The Oral Health Foundation and Denplan launched their Mouth Cancer Action Charter at a face-to-face event in the Houses of Parliament earlier this week. Members of Parliament, ministers and dental and health professionals were invited along to sign the Charter and demonstrate their support for its policy recommendations.
The Mouth Cancer Charter has been created to coincide with November’s Mouth Cancer Action Month – the UK’s biggest charity campaign for mouth cancer awareness. The campaign calls for more people to be mouthaware by being able to recognise and act on any unusual changes to the mouth.

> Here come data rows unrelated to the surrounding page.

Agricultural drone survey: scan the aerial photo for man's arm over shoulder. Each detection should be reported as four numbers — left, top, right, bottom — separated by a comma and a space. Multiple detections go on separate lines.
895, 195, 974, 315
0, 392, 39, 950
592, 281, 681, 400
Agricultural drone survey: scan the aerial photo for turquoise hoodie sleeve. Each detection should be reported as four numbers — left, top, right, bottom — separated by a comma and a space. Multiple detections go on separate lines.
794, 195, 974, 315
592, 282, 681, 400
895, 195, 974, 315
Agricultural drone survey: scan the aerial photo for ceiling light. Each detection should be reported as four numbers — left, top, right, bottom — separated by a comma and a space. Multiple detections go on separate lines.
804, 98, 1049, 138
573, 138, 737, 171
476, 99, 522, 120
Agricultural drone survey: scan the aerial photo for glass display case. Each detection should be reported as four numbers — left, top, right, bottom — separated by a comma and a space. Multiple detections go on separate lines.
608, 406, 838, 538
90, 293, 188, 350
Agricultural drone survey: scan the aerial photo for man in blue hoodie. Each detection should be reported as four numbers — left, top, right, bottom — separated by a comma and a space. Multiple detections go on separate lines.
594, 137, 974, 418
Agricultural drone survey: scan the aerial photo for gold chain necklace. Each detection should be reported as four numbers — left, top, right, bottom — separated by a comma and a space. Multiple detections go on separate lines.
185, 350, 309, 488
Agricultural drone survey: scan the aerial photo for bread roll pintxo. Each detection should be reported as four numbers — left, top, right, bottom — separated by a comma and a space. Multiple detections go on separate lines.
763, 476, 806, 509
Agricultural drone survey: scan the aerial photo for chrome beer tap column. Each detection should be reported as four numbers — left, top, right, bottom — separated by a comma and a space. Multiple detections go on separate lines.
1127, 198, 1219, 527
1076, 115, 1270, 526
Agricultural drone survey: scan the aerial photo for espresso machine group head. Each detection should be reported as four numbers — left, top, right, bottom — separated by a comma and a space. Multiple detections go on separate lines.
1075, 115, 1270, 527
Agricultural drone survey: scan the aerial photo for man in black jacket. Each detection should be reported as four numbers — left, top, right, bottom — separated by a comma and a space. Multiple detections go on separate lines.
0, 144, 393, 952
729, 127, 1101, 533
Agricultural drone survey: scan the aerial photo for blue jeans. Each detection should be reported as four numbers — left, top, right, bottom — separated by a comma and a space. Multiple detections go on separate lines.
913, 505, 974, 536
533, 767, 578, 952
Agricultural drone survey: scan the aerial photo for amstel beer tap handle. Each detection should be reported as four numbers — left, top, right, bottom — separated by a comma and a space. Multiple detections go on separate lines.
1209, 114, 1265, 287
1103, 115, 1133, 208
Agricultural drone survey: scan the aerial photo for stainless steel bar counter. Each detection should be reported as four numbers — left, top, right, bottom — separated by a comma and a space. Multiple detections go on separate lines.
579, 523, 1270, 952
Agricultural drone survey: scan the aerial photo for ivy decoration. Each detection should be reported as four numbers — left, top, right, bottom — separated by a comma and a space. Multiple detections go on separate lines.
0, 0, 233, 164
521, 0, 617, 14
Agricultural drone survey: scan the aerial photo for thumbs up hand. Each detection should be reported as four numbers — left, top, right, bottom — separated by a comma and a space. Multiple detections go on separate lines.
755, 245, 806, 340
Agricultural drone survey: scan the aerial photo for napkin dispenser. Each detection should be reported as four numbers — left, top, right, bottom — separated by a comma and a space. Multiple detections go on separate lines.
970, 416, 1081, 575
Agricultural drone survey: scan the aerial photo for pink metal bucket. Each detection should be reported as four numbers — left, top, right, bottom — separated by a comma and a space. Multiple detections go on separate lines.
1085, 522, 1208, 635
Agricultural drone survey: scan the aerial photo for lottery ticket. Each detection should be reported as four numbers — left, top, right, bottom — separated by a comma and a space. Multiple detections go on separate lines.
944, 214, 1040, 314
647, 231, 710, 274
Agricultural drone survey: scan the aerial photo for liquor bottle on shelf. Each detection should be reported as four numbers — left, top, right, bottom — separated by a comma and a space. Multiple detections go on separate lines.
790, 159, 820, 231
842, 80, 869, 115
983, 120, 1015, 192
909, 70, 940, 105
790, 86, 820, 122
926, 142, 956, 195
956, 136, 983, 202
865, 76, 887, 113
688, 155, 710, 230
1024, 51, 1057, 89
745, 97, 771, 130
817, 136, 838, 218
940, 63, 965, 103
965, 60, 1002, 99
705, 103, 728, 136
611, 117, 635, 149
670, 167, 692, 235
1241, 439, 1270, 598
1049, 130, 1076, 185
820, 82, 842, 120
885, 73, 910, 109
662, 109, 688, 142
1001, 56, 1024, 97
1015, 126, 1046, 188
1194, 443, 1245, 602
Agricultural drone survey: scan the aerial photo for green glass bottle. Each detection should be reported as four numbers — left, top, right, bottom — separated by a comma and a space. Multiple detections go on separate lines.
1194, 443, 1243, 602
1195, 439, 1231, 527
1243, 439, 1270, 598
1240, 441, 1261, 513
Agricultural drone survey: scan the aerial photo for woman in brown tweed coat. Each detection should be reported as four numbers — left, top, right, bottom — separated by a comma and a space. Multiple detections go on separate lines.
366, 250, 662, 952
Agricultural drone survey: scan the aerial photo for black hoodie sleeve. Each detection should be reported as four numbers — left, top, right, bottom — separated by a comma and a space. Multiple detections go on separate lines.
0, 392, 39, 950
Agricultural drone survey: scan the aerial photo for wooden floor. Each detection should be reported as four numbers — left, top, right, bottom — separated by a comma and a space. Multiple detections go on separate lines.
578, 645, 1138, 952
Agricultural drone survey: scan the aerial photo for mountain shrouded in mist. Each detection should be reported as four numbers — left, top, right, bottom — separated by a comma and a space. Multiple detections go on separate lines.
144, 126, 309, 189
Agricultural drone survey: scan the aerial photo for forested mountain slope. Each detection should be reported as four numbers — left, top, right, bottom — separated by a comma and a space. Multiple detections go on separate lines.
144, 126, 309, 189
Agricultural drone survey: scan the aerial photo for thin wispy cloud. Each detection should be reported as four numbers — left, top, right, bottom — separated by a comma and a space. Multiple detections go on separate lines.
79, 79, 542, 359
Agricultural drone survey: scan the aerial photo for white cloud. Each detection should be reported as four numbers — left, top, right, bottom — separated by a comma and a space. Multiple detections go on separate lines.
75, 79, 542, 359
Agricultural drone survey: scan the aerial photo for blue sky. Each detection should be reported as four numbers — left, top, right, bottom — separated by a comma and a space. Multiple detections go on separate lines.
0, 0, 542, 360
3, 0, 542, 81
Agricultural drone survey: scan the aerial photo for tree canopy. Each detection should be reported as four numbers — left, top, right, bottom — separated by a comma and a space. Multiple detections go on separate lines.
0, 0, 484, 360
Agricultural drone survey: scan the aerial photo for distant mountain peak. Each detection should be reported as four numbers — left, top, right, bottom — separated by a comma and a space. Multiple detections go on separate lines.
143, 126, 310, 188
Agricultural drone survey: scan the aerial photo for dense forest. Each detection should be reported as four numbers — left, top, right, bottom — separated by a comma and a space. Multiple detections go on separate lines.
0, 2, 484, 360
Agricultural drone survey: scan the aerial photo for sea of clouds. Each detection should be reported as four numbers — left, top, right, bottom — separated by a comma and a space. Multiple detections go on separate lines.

The Oral Health Foundation and Denplan are concerned that mouth cancer referrals have significantly fallen over the pandemic period, while awareness of the major signs and symptoms of mouth cancer is very low. According to results from a recent MP survey, only 27% of MPs felt they were as well informed of the causes and symptoms of mouth cancer as they are of other leading cancers.
Dr Catherine Rutland, Clinical Director at Denplan, part of Simplyhealth said: “We’ve worked together with the Oral Health Foundation for over 20 years on the Mouth Cancer Action Campaign, but we wanted to go one step further this year by spreading the mouth cancer awareness messages further and wider into the corridors of Westminster.”
“Mouth cancer referrals will have been significantly reduced due to the Covid pandemic restrictions last year and delays have been incurred by the dental backlog and access to NHS dentistry remaining difficult in certain areas. We urge the Government to consider these mouth cancer policy interventions. The longer the delay to implement these changes, the more lives could be lost to mouth cancer as possible cases go undetected. Top of the policy recommendation list is that we are calling on the Government to fund a public health awareness campaign on the signs and symptoms of mouth cancer.”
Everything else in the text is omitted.